In Darren Aronofsky’s The Whale, Brendan Fraser plays Charlie, a dying obese man. That’s too bad because he also appreciates his estranged daughter (Sadie Sink), and poetry, the true meaning of self in Whitman’s Song of Myself and the rhythmic cadences of Melville’s Moby Dick, about an obsessed sea captain on a death wish. In case you ever wondered how people can eat themselves to oblivion, you may find the answer here, but a whole lot more. As the classic literature suggests a spiritual component to the sins of the flesh, Charlie consumes pizza, meatball heroes with extra cheese, you name it. As a visual experience, it is painful to see him move around his drab, depressing apartment—until he achieves the transcendence he seeks.

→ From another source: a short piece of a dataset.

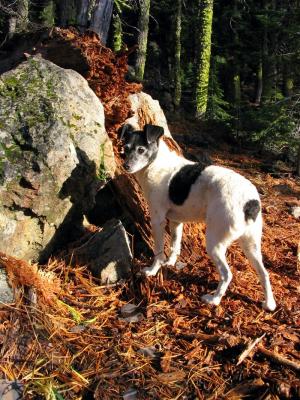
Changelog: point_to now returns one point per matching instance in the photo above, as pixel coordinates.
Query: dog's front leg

Woody Harrelson is so chill in Ruben Ostlund’s Triangle of Sadness as a sea captain on a luxury yacht, his character is a satire all his own. Does the captain go down with his ship? You bet, as do the champagne swigging swells who experience sea sickness as you’ve never seen it before, in glorious tones of brown. Who can forget the image of one diamond bedecked lady swishing along the floor, anchored by her commode, clad only in a flesh-toned teddy? Survivors get to a nearby deserted island, sunbathed, turquoise—you get the picture. A young couple, two professional models, make it, alive. And then the transactional tables flip when one of the help staff turns bossy. Skilled at cleaning toilets, she’s doubly great at fishing and making fires—a valuable resource for existence. She knows her place in this “algebra of need.” Let’s say, neither your money nor your good looks are good here, in this paradise.